According to the Austrian census of 1910, the Gorizian region is inhabited by 154,000 Slovenes and 90,000 Italians. The district of Gradisca, to the south-west, is compactly Italian both in the towns and in the country; the north-eastern districts of Sesana, Tolmino, and Gorizia-except the town of Gorizia-are compactly Slav. But a political division which should coincide with this racial division would not be possible. The Slovenes live in the north, to the right of the Isonzo and on the nearer side of the old Austro-Italian frontier, in the province of Udine, while Italians dwell to the southward on the left bank of the Isonzo, and along the shore.

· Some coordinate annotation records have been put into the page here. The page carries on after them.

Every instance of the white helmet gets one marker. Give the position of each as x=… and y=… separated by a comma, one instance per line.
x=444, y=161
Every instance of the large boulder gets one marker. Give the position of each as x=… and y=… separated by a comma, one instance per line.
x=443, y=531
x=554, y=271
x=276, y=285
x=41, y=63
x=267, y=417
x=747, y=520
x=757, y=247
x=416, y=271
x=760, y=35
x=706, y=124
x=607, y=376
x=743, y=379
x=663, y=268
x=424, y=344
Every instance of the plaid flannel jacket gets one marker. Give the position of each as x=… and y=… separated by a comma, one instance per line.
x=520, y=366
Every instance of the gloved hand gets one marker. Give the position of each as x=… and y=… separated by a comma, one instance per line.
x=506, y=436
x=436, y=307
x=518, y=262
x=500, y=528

The political indivisibility of the racial zones is clearly revealed by a study of the topographical, economic and administrative centre of the whole region-Gorizia. This town, with a population of about thirty thousand, was inhabited in 1910, according to the Austrian census, by 50.57 per cent. of Italians, 36.84 per cent. of Slovenes, and 11.05 per cent. of Germans. Inasmuch as the Germans, being almost all Government functionaries, in active service or pensioned, would emigrate to more congenial surroundings if the Austrian régime disappeared, we can eliminate this element from our consideration. As to the proportions between Italians and Slovenes, they are probably rather more favourable to the Italians than the official statistics tend to make out. In Austria, in the regions contested by different races, the arithmetic of census-taking always favours the nationality which enjoys the favour of the presiding authorities.

* Census of 1900: 140,000 Slovenes, 81,000 Italians.